Gov. Bobby Jindal’s (R) administration in Louisiana picked an unusual fight recently, taking MoveOn.org to federal court, accusing the progressive activist group of violating trademark rules when it put up billboards criticizing Jindal’s opposition to Medicaid expansion.
So far, that hasn’t turned out well for the Republican governor: a federal judge ruled yesterday afternoon that the Baton Rouge-area billboard is legally permissible. In his original court filings, [Lt. Gov. Jay Dardenne] said the national liberal organization improperly mimicked his office’s trade and tourism branding in its satirical billboard posted just outside of the state capital. But U.S. District Court Judge Shelly Dick disagreed Monday, siding with MoveOn.org in stating the group’s free speech rights trumped the state’s case.
“The State has failed to demonstrate a compelling reason to curtail MoveOn.org’s political speech in favor of protecting of the State’s service mark,” Dick said in her ruling. She added “irreparable injury” would not be caused to Louisiana’s tourism campaign if the ad remained in place.
For those who haven’t been following this dispute, Louisiana is one of several red states that refuse to adopt Medicaid expansion, despite the fact that he policy would bring coverage to nearly a quarter of a million low-income residents. It led MoveOn.org to put up a billboard that reads, “LOU!SIANA Pick your passion! But hope you don’t love your health. Gov. Jindal’s denying Medicaid to 242,000 people.”
The Jindal administration wasn’t pleased – “Louisiana: Pick Your Passion” is the slogan tied to the state’s tourism campaign, and it doesn’t want the phrasing appropriated by a progressive group targeting the governor. MoveOn.org responded that its political speech is intended as satire and is therefore covered by the First Amendment.
Yesterday, a federal court agreed, offering the governor a reminder about what free speech is.
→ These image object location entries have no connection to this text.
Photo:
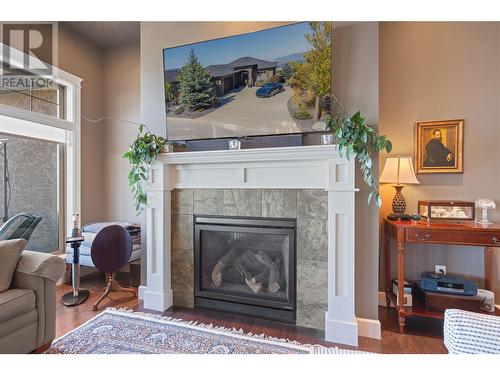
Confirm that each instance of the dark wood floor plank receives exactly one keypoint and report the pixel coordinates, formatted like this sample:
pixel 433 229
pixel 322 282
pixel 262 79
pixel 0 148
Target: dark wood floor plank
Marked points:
pixel 423 336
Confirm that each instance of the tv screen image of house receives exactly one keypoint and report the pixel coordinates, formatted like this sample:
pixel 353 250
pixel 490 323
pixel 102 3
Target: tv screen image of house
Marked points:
pixel 274 81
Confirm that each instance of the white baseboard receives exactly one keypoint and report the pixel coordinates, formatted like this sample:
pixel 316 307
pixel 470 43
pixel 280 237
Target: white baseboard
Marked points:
pixel 141 291
pixel 381 300
pixel 369 328
pixel 158 301
pixel 341 332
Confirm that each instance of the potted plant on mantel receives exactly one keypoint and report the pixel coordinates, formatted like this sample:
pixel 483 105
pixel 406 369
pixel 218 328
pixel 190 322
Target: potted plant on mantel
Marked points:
pixel 353 134
pixel 141 154
pixel 356 137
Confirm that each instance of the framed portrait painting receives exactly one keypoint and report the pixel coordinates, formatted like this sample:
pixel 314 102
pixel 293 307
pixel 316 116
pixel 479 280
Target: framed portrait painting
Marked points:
pixel 439 146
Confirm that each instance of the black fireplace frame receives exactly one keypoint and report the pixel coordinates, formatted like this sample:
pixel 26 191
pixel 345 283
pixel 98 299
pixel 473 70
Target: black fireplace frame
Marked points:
pixel 243 304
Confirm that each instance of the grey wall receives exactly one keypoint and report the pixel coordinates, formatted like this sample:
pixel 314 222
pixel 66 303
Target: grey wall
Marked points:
pixel 33 179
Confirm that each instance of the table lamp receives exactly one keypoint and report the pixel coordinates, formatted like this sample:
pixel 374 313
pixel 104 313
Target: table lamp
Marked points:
pixel 399 172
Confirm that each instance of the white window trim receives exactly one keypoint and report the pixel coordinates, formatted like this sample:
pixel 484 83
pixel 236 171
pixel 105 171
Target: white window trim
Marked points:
pixel 72 124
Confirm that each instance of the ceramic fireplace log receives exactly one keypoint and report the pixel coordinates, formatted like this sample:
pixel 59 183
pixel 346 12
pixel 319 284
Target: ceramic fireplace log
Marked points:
pixel 253 267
And by all appearances, he needed the refresher.
For me, the thing about this controversy that’s always seemed interesting isn’t trademark law, about which I know very little, but Jindal’s reversal about the importance of championing free speech.
As we’ve discussed before, it was just December when Phil Robertson, one of the stars of a reality-television show called “Duck Dynasty,” made a series of offensive comments during an interview. A&E, the network that airs the reality show, decided to suspend him over his bigoted remarks.
Jindal immediately leapt to Robertson’s defense. For a private business to suspend an employee, the governor said, was an affront to the “First Amendment.” As a constitutional matter, this was gibberish, but the far-right governor dug in anyway, positioning himself as a free-speech absolutist – Americans must be able to communicate whatever message they please, without exception or consequence.
“The politically correct crowd is tolerant of all viewpoints, except those they disagree with,” Jindal said. “This is a free country and everyone is entitled to express their views.”
Except it’s MoveOn.org mocking Jindal’s position on Medicaid, at which point it’s a less-free country and there are limits on those expressing their views? When a television network suspends an employee, it’s an outrageous First Amendment violation, but when a state government tries to restrict political speech on a billboard, that’s fine?
The irony, of course, is that the Jindal administration’s lawsuit brought vastly more attention to the billboard than it ever would have received if the governor and his team had ignored it. Jindal’s goal was to have fewer people see MoveOn.org’s message, but he achieved the opposite.
The administration has not yet decided whether to appeal yesterday’s ruling.